Intervention de Roland du Luart

Réunion du 1er décembre 2008 à 10h00
Loi de finances pour 2009 — Justice

Photo de Roland du LuartRoland du Luart, rapporteur spécial :

Monsieur le président, madame la garde des sceaux, mes chers collègues, la mission « Justice » est dotée, dans le projet de loi de finances pour 2009, de 6, 654 milliards d’euros de crédits de paiement, soit une augmentation de 2, 6 %.

Dans un contexte budgétaire globalement tendu, cette progression des crédits illustre l’importance attachée à la justice et la priorité accordée à ses moyens, et cela depuis plusieurs années.

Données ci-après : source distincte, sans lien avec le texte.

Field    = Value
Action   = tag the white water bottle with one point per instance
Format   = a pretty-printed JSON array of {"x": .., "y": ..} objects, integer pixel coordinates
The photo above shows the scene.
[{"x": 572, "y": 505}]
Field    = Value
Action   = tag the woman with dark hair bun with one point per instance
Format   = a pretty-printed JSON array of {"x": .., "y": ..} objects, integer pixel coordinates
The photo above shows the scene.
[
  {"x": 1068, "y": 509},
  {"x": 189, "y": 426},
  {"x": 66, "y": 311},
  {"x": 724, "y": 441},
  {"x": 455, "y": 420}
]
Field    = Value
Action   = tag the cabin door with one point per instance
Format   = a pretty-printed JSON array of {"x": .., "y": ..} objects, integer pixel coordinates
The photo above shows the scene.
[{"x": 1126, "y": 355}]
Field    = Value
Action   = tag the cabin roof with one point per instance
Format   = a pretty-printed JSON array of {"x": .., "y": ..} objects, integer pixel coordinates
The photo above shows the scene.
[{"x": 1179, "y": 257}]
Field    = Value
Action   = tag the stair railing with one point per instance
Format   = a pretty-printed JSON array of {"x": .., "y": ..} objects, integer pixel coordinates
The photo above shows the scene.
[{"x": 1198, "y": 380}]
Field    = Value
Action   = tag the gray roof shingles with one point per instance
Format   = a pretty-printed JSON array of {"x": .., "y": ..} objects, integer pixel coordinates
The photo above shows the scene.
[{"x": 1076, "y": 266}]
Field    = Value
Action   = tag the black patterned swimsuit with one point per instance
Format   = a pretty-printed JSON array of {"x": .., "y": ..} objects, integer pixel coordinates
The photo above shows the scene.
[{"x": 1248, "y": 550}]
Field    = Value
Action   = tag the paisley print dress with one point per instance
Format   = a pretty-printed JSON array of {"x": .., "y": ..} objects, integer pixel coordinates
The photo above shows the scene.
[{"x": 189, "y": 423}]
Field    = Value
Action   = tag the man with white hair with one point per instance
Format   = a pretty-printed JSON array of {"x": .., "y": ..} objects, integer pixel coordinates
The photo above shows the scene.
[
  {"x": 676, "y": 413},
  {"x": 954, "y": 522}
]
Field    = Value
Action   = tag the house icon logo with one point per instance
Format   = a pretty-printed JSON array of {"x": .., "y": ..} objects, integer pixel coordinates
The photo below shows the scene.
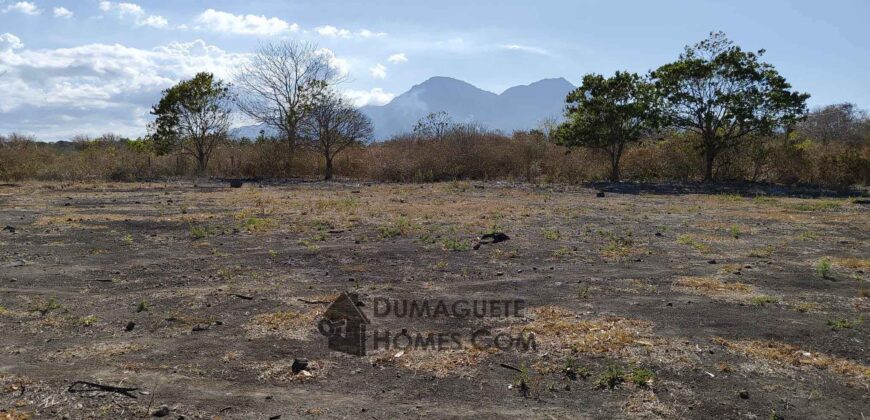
[{"x": 344, "y": 325}]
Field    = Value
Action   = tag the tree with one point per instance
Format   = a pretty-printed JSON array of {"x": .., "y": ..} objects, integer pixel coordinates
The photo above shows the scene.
[
  {"x": 332, "y": 125},
  {"x": 281, "y": 83},
  {"x": 609, "y": 114},
  {"x": 434, "y": 126},
  {"x": 192, "y": 117},
  {"x": 725, "y": 94}
]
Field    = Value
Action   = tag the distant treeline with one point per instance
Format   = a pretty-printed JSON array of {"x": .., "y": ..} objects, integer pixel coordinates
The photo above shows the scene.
[
  {"x": 831, "y": 147},
  {"x": 717, "y": 112}
]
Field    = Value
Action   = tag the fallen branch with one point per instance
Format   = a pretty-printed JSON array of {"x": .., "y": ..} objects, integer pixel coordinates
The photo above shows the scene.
[
  {"x": 91, "y": 387},
  {"x": 507, "y": 366},
  {"x": 314, "y": 302}
]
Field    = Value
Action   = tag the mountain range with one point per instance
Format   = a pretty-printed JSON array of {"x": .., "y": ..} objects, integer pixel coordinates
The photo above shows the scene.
[{"x": 518, "y": 108}]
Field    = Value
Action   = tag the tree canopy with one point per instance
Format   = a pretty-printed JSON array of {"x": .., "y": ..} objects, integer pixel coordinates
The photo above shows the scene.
[
  {"x": 193, "y": 116},
  {"x": 609, "y": 113},
  {"x": 724, "y": 94}
]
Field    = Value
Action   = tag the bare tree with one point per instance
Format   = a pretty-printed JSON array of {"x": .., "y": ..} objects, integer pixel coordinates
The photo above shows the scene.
[
  {"x": 839, "y": 122},
  {"x": 434, "y": 126},
  {"x": 332, "y": 125},
  {"x": 280, "y": 84}
]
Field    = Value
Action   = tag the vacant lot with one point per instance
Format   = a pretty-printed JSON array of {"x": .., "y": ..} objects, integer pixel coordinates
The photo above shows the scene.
[{"x": 642, "y": 305}]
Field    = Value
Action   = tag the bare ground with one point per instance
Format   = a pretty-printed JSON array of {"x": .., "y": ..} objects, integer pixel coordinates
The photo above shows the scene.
[{"x": 698, "y": 305}]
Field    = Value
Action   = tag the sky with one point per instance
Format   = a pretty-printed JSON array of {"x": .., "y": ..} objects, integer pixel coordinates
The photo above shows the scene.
[{"x": 92, "y": 67}]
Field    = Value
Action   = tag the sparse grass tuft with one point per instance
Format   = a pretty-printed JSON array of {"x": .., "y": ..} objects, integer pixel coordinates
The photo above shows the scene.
[
  {"x": 551, "y": 234},
  {"x": 694, "y": 243},
  {"x": 610, "y": 378},
  {"x": 642, "y": 377},
  {"x": 791, "y": 355},
  {"x": 451, "y": 244},
  {"x": 709, "y": 285},
  {"x": 823, "y": 268},
  {"x": 400, "y": 227},
  {"x": 762, "y": 300}
]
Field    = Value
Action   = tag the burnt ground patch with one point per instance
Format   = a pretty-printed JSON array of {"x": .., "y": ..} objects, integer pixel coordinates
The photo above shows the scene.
[{"x": 644, "y": 304}]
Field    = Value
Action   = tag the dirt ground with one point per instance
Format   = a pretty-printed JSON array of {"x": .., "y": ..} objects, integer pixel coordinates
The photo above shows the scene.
[{"x": 642, "y": 303}]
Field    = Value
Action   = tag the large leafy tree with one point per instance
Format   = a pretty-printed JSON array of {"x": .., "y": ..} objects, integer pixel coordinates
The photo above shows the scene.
[
  {"x": 609, "y": 113},
  {"x": 725, "y": 95},
  {"x": 193, "y": 117}
]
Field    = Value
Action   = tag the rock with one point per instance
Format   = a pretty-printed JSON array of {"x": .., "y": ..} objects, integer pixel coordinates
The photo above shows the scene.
[
  {"x": 299, "y": 365},
  {"x": 161, "y": 412},
  {"x": 490, "y": 238}
]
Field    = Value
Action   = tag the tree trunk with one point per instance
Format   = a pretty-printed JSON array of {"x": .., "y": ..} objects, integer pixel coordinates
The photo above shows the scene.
[
  {"x": 327, "y": 173},
  {"x": 202, "y": 163},
  {"x": 615, "y": 156},
  {"x": 710, "y": 156}
]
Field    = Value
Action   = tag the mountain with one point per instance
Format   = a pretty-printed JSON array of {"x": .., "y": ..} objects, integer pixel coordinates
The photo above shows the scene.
[{"x": 518, "y": 108}]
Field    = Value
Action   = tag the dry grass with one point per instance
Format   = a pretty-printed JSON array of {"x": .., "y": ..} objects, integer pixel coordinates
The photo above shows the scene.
[
  {"x": 290, "y": 324},
  {"x": 559, "y": 329},
  {"x": 711, "y": 286},
  {"x": 458, "y": 363},
  {"x": 106, "y": 350},
  {"x": 852, "y": 262},
  {"x": 645, "y": 404},
  {"x": 791, "y": 355}
]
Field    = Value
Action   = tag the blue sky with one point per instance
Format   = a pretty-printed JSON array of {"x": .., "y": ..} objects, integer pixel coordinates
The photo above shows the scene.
[{"x": 91, "y": 66}]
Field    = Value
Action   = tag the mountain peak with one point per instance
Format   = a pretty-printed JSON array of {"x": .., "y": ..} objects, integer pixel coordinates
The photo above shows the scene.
[{"x": 517, "y": 108}]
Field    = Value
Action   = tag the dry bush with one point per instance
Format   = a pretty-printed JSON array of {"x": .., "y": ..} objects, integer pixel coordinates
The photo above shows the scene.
[{"x": 461, "y": 154}]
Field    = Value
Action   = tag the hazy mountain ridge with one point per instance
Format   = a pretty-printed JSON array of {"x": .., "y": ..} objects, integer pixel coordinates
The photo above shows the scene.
[{"x": 517, "y": 108}]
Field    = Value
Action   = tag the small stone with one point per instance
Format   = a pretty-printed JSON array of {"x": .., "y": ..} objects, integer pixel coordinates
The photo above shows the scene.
[
  {"x": 299, "y": 365},
  {"x": 161, "y": 412}
]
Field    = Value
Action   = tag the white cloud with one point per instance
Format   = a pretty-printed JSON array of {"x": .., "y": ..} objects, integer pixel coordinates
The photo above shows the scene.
[
  {"x": 376, "y": 96},
  {"x": 340, "y": 64},
  {"x": 379, "y": 71},
  {"x": 97, "y": 87},
  {"x": 333, "y": 32},
  {"x": 527, "y": 49},
  {"x": 26, "y": 7},
  {"x": 398, "y": 58},
  {"x": 62, "y": 12},
  {"x": 154, "y": 21},
  {"x": 135, "y": 12},
  {"x": 365, "y": 33},
  {"x": 217, "y": 21},
  {"x": 9, "y": 42}
]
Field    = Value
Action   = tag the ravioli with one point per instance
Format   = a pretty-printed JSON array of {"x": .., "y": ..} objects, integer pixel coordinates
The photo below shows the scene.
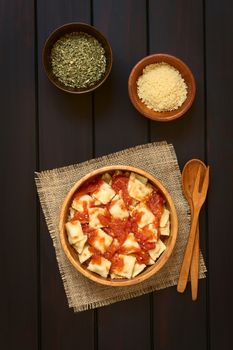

Le programme « Justice judiciaire » compte 2, 83 milliards d’euros en crédits de paiement, en hausse de 3, 8 %.

Au sein de ce programme, il convient de souligner les progrès remarquables réalisés en termes de maîtrise des frais de justice. Grâce aux efforts conjugués des magistrats et de la Chancellerie, la dynamique à la hausse de ces frais est désormais contenue. En 2009, une dotation de 409 millions d’euros est prévue pour les couvrir, contre 405 millions d’euros en 2008.

Un autre problème récurrent reste toutefois à résoudre : celui de l’insuffisance de greffiers au sein des juridictions, je l’ai souligné à de nombreuses reprises.

Le ratio actuel de 2, 5 fonctionnaires de greffe par magistrat traduit une réelle faiblesse du soutien logistique susceptible d’être apporté aux magistrats, tant pour le rendu des décisions de justice que pour la gestion des juridictions. Les efforts afin d’accroître les effectifs de magistrats, en conformité avec la loi d’orientation et de programmation pour la justice, la LOPJ, au cours de la période 2003-2007, méritent d’être salués. Mais ils n’ont de sens que s’ils s’accompagnent d’un effort encore plus important en faveur des greffiers.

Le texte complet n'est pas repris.